Il faut chercher à comprendre la société coréenne, et le fonctionnement unique de la K-Pop
Comment vous est venue l’idée d’Idoles ?
Il y a quelques années, ma fille, adolescente à l’époque, a voulu me faire découvrir la K-Pop. J’avoue que l’univers de la Kpop m’a paru très étrange à la première écoute, aux premières vidéos visionnées ! C’est pour lui faire plaisir que j’ai voulu faire l’effort de comprendre cette musique, et je suis tombée tout à fait par hasard sur la musique de Kim Jaejoong. J’ai toujours été fascinée par la vie des artistes de scène, je fais du chant moi-même et j’écoute beaucoup de musique. J’ai voulu en savoir plus. En lisant sa biographie, j’ai d’abord eu l’impression qu’elle était romancée : c’était un véritable personnage de fiction ! Puis j’ai découvert le groupe TVXQ, leur histoire à rebondissement, et je me suis dit qu’il fallait absolument l’écrire. Pour la comprendre, il faut chercher à comprendre la société coréenne, et le fonctionnement unique de la K-Pop. Ça a été un parcours de découverte. Quand mon livre a été publié, j’ai rencontré des personnes qui connaissaient elles aussi l’histoire de TVXQ et pensaient aussi qu’il fallait l’écrire.

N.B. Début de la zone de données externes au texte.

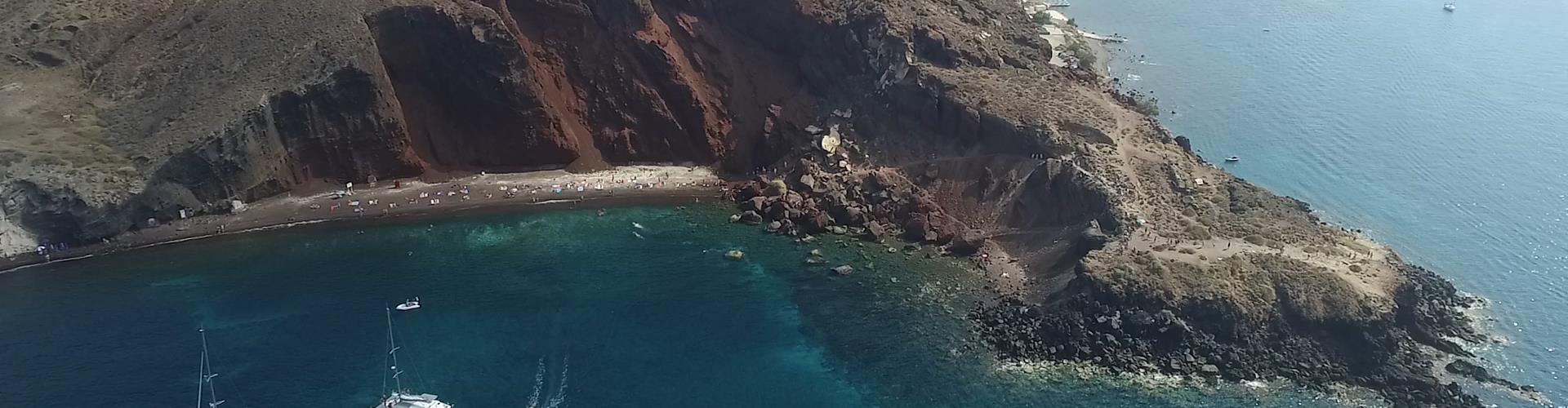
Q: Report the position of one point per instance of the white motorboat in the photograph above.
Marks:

Qu’est-ce qui fait de TVXQ ! un groupe à part ?
Chronologiquement, TVXQ ! - que l’on a surtout appelé DBSK à l’époque, d’après leur nom coréen Dongbanshinki - est le premier groupe de ce qu’on appelle la deuxième génération de K-Pop (2004 à 2011 environ). De nombreux groupes de cette génération sont tout aussi célèbres, mais on se souvient surtout d’eux aujourd’hui à cause de leur un procès retentissant contre leur maison de production. Cette révolte leur a coûté très cher, et a entrainé le bannissement de trois d’entre eux des médias coréens pendant dix ans, mais a été un premier pas vers la reconnaissance des droits des jeunes artistes de l’industrie de la K-Pop.
Ce qui me surprend le plus aujourd’hui, c’est que le groupe à cinq membres soit encore présent dans les mémoires, jusqu’ici en France, alors qu’il n’existe plus depuis 2010. Aujourd’hui, on les connait surtout par l’expression : «TVXQ, les idoles de vos idoles », car ils ont inspiré toute la génération qui a suivi. En 2019, pour les quinze ans du duo TVXQ – les deux chanteurs restant, Changmin et Yunho – les fans ont compilé les témoignages de plus de deux cents artistes coréens qui ont été inspirés par leurs personnalités.
Pendant très longtemps, le rapport de force des maisons de production coréennes par rapport aux artistes est resté disproportionné
Est-ce que le système de la Kpop continue à faire des ravages au sein des groupes constitués et des postulants déçus ?
L’évolution de l’industrie de la K-Pop ces dernières années est très intéressante. Mais cela a pris beaucoup de temps.
A l’issue du procès des trois membres sortants du groupe TVXQ, les JYJ, la législation coréenne a imposé aux producteurs de K-Pop de limiter la durée des contrats des artistes de Kpop à sept ans. Mais la loi n’a quasiment jamais été respectée. Pendant très longtemps, le rapport de force des maisons de production coréennes par rapport aux artistes est resté disproportionné : lorsqu’un jeune avait passé trois ans à travailler jour et nuit le chant et la danse en tant que trainee, et qu’arrivait enfin le jour où la maison de production décidait de sélectionner les membres d’un nouveau groupe (ce qui n’arrive que tous les quatre ou cinq ans) les jeunes étaient prêts à accepter n’importe quelle condition pour être choisis. On a vu des contrats d’exclusivité de quinze ans, et les exigences les plus farfelues. La loi coréenne l’interdisant depuis 2010, de jeunes artistes ont rendu public leur contrat abusif pour le faire annuler. Mais la maison de production prenait alors sa revanche en répandant toutes sortes de rumeurs sur le jeune sortant, de manière à ce qu’il ne retrouve pas de contrat ailleurs ! Les jeunes savaient que dénoncer leur contrat signifiait la fin de leur carrière.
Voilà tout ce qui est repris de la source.